Date of Award

Fall 12-16-2019

Document Type


Degree Name

Bachelor of Science (BS)




Honors College

First Advisor

Vladislav Gulis


The decomposition of leaf litter in aquatic ecosystems is carried out mostly by microorganisms, including bacteria and fungi. Fungi, known as aquatic hyphomycetes, dominate microbial communities in the decomposition of leaf litter. These fungi produce extracellular enzymes that aid in the sequestration of carbon and nutrients and lead to the breakdown of complex plant polymers. We evaluated the effects of temperature on extracellular enzyme activity within the framework of the Metabolic Theory of Ecology (MTE).

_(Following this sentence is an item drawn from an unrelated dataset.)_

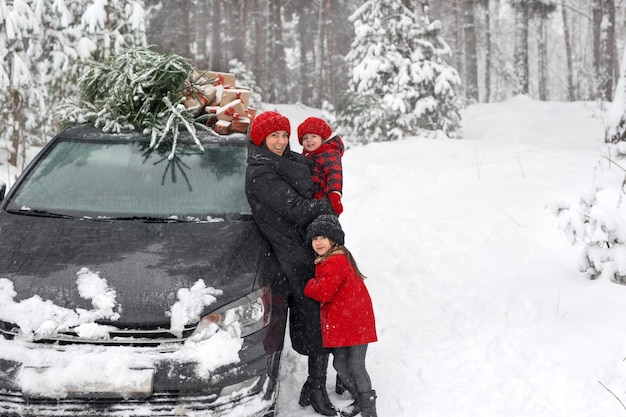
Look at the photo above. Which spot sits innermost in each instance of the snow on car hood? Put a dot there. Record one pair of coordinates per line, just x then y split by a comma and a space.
144, 263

The activity of β-1,4-glucosidase and β-1,4-xylosidase was estimated fluorometrically using artificial substrate analogs. Phenol oxidase activity was estimated spectrophotometrically from oxidation of L-DOPA (L-3,4-dihydroxyphenylalanine). We found greater temperature sensitivity of oxidative enzymes (phenol oxidase) involved in degradation of recalcitrant substrates compared to hydrolytic enzymes (β-glucosidase and β-xylosidase). In addition, we found that the activity of microbial enzymes involved in carbon sequestration does not follow simple monotonous response across experimental temperatures (4-20°C) predicted by the MTE. Instead, we observed greater temperature sensitivity (higher apparent activation energy) of hydrolytic enzymes at colder temperatures. These findings may have important implications for stream ecosystems under climate change scenarios since both peak leaf litter availability and microbial activity occur during the coldest seasons in autumn-winter.